To deliver the pulses, you place an insulated metal coil next to a person’s head. When electricity discharges into the coil, a magnetic field forms around the neurons in the area near the coil. When the electricity stops running, the magnetic field disappears. The sudden rise and fall of the magnetic field induces a tiny electric current in the neurons that had been engulfed by that field, making them more likely to fire. When they do, a chain of connected neurons also activates.

Depending on how you position the coil and configure the magnetic field, you can also induce involuntary movements. We realized we could use this generally unwanted aspect of the technology to generate crude motions in a recipient. In our setup, Stocco would sit with a TMS coil over his left motor cortex, the brain area that controls the movement of his right hand. After some fiddling with parameters, we found the arrangement needed to stimulate the neurons that control Stocco’s wrist, making his hand twitch.
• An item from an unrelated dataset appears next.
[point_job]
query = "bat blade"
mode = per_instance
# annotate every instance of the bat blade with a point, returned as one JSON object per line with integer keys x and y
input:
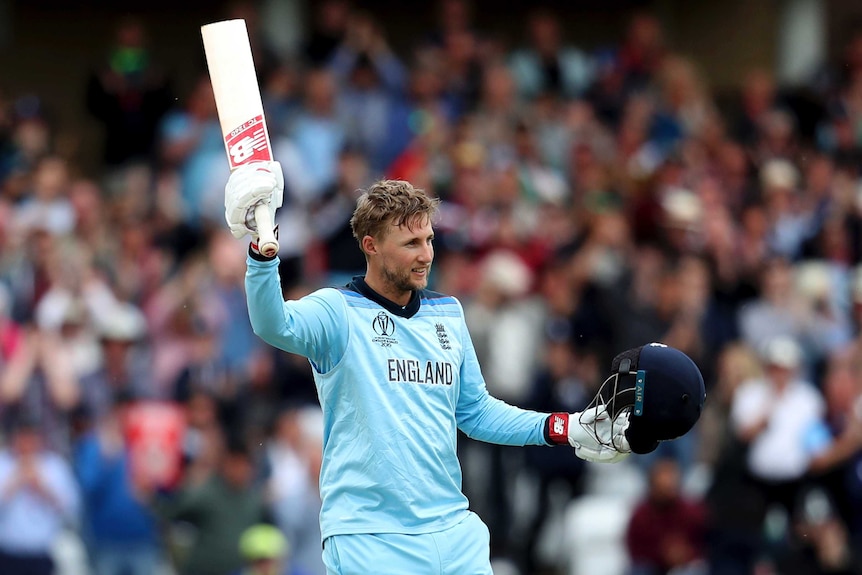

We decided to test our brain-to-brain interface by seeing if we could play a simple two-player video game. After students in our labs spent months writing computer code and integrating the technologies, on August 12 of last year we finally tried out our setup. Rao took on the role of the sender of information, and Stocco assumed the part of the receiver.

In the game, a pirate ship is shooting rockets at a city. The goal is to fire a cannon to intercept each rocket. Rao alone could see the screen displaying the game. But only Stocco could press the button to fire the cannon. At just the right moment, Rao had to form the intention to shoot, and a few seconds later Stocco would receive the intention and press the button.

Rao donned a tight-fitting cap studded with 32 electrodes, which measure fluctuations in electrical activity at different locations across the head. At any given time, distinct populations of neurons may be oscillating at many different frequencies. When he imagined moving a hand, the EEG electrodes registered a telltale signature that our software could detect. The giveaway was a drop in the low-frequency oscillations in Rao’s brain. We used that signature as our cue to send a command over the Internet to stimulate Stocco’s brain.

Stocco did not register the impulse consciously, but his right hand moved anyway. The stimulation caused his hand to lift, and when it fell it hit a keyboard and fired the cannon. Success! For the first time, a human brain had communicated an intention directly to another human brain, allowing the two brains to jointly complete a task. As we played the game, we got better and better, to the point where in our last run, we intercepted the pirate rockets with almost 100 percent accuracy. Rao learned how to imagine moving his hand in a consistent manner, giving the computer a chance to make sense of his EEG brain data. Stocco found that he did not know his wrist was moving until he felt or saw his hand in motion.